Diff - 9590544694becc64f4874963dbfc4b4d391024b7^! - kernel/msm-4.19

commit	9590544694becc64f4874963dbfc4b4d391024b7	[log] [tgz]
author	NeilBrown <neilb@suse.de>	Wed Sep 24 11:28:32 2014 +1000
committer	Trond Myklebust <trond.myklebust@primarydata.com>	Thu Sep 25 08:25:28 2014 -0400
tree	e0578565ba34391968b509cc5cc8cc1ae7d89614
parent	a4796e37c12e177572b80864cbab9c907ea250b0 [diff] [blame]

NFS: avoid deadlocks with loop-back mounted NFS filesystems.

Support for loop-back mounted NFS filesystems is useful when NFS is
used to access shared storage in a high-availability cluster.

If the node running the NFS server fails, some other node can mount the
filesystem and start providing NFS service.  If that node already had
the filesystem NFS mounted, it will now have it loop-back mounted.

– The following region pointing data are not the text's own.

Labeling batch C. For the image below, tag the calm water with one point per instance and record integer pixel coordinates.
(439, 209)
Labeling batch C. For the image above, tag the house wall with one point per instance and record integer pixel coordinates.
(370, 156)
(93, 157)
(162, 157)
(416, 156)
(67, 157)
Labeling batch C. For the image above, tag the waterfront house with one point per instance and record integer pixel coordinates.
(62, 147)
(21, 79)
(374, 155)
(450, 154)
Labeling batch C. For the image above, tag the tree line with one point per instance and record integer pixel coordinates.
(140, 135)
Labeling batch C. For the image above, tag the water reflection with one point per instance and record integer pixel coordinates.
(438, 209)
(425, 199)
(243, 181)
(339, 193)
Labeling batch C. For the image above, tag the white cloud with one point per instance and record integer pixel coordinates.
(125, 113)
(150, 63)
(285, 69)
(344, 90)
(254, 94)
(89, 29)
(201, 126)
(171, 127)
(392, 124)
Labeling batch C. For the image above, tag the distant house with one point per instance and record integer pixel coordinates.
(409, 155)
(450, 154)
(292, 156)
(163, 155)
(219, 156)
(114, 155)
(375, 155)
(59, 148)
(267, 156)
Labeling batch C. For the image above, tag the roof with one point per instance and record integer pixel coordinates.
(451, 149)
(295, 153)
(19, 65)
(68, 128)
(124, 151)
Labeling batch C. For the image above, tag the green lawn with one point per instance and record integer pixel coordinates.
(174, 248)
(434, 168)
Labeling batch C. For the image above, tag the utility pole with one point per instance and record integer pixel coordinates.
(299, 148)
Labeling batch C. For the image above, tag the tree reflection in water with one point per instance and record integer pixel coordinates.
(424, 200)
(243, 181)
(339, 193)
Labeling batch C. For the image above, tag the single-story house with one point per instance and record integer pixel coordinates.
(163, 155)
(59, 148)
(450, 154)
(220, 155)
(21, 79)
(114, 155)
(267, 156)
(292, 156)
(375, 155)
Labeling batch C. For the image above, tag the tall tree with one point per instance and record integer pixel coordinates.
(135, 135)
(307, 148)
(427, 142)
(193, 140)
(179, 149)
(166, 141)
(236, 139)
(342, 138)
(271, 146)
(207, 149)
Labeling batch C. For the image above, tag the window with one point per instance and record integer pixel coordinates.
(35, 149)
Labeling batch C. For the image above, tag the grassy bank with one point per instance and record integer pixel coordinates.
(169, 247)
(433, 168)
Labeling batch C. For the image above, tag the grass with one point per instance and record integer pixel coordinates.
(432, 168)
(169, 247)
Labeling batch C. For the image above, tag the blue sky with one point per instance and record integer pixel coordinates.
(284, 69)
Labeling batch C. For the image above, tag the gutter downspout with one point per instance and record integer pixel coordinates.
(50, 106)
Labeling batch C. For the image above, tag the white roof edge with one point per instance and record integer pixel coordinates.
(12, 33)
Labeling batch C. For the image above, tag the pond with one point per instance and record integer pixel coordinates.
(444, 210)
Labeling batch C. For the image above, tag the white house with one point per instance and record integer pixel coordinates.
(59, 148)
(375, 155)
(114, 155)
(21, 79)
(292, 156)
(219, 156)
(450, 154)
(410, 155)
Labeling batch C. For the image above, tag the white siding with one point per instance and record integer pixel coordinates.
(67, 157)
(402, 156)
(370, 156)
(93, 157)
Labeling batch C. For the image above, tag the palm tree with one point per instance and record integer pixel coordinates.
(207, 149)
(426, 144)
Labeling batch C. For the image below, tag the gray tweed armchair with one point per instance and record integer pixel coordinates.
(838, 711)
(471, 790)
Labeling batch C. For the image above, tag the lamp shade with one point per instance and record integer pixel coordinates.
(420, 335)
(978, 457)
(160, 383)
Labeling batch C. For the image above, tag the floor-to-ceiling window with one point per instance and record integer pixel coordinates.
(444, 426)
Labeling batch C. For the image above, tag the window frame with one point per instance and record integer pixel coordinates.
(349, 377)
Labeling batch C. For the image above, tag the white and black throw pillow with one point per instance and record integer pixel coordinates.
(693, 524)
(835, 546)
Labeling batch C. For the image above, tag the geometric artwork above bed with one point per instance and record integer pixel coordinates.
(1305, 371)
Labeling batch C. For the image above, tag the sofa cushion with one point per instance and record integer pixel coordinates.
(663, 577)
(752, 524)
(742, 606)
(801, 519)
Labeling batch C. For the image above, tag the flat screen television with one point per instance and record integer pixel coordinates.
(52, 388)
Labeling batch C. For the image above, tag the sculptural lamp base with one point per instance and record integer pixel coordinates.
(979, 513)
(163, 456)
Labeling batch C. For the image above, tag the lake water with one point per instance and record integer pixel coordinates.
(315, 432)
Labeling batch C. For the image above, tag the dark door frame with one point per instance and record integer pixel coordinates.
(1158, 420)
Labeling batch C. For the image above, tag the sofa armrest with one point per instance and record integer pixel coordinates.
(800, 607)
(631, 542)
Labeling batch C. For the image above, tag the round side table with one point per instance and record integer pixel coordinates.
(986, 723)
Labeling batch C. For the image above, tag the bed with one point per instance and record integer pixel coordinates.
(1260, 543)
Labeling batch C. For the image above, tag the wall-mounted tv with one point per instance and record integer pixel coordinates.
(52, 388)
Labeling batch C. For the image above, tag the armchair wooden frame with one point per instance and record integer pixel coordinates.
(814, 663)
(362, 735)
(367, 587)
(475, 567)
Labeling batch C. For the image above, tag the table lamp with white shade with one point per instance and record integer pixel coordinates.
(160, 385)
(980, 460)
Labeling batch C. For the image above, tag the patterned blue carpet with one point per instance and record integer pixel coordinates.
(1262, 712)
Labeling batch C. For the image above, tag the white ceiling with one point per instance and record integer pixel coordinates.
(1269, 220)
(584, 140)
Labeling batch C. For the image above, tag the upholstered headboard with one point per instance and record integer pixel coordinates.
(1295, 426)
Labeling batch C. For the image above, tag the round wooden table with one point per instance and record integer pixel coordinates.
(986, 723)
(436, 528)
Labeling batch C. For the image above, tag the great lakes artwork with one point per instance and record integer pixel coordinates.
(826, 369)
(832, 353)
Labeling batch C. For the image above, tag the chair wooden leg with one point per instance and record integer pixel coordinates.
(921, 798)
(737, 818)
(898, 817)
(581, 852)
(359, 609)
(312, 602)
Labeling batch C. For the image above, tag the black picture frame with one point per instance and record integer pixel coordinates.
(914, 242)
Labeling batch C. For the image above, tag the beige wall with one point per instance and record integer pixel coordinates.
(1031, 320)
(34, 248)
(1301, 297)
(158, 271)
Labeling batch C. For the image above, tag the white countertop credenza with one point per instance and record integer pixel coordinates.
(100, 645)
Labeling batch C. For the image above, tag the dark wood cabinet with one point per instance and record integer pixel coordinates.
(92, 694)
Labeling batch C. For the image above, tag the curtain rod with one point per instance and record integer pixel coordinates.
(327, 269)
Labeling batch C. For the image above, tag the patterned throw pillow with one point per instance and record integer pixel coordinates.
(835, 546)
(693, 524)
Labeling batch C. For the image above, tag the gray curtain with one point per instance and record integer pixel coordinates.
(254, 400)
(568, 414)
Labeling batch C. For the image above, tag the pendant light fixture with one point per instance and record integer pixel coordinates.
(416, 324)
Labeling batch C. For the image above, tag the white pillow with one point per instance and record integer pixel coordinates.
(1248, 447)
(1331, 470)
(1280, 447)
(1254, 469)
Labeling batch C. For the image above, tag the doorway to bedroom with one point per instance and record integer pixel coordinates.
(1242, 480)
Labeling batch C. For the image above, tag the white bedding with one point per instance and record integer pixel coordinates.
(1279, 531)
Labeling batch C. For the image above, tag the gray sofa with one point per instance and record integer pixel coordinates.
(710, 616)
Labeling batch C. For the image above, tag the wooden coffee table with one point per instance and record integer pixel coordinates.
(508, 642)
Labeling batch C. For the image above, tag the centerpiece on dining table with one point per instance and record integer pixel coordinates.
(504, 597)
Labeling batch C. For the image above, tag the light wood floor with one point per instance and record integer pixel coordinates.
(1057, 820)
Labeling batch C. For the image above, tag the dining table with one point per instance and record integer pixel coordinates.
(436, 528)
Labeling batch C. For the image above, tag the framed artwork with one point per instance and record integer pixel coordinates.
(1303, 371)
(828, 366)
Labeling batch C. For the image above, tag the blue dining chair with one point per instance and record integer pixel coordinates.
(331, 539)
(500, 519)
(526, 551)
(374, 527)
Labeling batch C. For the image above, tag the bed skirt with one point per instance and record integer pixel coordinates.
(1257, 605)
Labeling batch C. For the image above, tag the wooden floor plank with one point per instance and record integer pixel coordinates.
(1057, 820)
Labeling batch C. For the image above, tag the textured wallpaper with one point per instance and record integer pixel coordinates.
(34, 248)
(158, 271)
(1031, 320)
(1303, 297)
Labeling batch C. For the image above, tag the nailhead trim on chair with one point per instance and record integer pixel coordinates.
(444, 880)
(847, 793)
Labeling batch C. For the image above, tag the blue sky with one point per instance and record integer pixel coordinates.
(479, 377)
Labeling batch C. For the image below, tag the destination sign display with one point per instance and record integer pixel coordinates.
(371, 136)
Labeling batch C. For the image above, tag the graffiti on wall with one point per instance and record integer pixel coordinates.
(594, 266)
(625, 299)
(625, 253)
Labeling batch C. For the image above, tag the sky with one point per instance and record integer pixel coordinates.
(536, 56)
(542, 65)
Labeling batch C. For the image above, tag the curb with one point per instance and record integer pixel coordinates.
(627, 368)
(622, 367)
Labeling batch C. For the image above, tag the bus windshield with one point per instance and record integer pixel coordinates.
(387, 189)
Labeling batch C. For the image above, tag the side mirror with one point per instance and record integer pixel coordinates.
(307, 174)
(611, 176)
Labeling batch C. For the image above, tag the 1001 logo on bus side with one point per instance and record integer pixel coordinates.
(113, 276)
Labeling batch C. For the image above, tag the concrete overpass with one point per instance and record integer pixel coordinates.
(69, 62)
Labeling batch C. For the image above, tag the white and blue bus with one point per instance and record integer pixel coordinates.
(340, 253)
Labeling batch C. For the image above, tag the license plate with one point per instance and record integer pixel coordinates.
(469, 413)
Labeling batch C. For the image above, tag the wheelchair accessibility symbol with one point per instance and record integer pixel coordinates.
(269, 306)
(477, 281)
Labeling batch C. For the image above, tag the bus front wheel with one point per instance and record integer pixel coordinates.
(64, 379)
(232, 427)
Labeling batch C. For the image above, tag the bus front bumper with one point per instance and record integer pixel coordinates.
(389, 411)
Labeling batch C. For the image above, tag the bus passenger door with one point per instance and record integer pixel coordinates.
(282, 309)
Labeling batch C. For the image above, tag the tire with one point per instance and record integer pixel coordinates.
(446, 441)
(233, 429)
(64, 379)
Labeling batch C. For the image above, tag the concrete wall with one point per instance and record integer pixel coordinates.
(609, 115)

nfsd can suffer a deadlock when allocating memory and entering direct
reclaim.
While direct reclaim does not write to the NFS filesystem it can send
and wait for a COMMIT through nfs_release_page().

This patch modifies nfs_release_page() to wait a limited time for the
commit to complete - one second.  If the commit doesn't complete
in this time, nfs_release_page() will fail.  This means it might now
fail in some cases where it wouldn't before.  These cases are only
when 'gfp' includes '__GFP_WAIT'.

nfs_release_page() is only called by try_to_release_page(), and that
can only be called on an NFS page with required 'gfp' flags from
 - page_cache_pipe_buf_steal() in splice.c
 - shrink_page_list() in vmscan.c
 - invalidate_inode_pages2_range() in truncate.c

The first two handle failure quite safely.  The last is only called
after ->launder_page() has been called, and that will have waited
for the commit to finish already.

So aborting if the commit takes longer than 1 second is perfectly safe.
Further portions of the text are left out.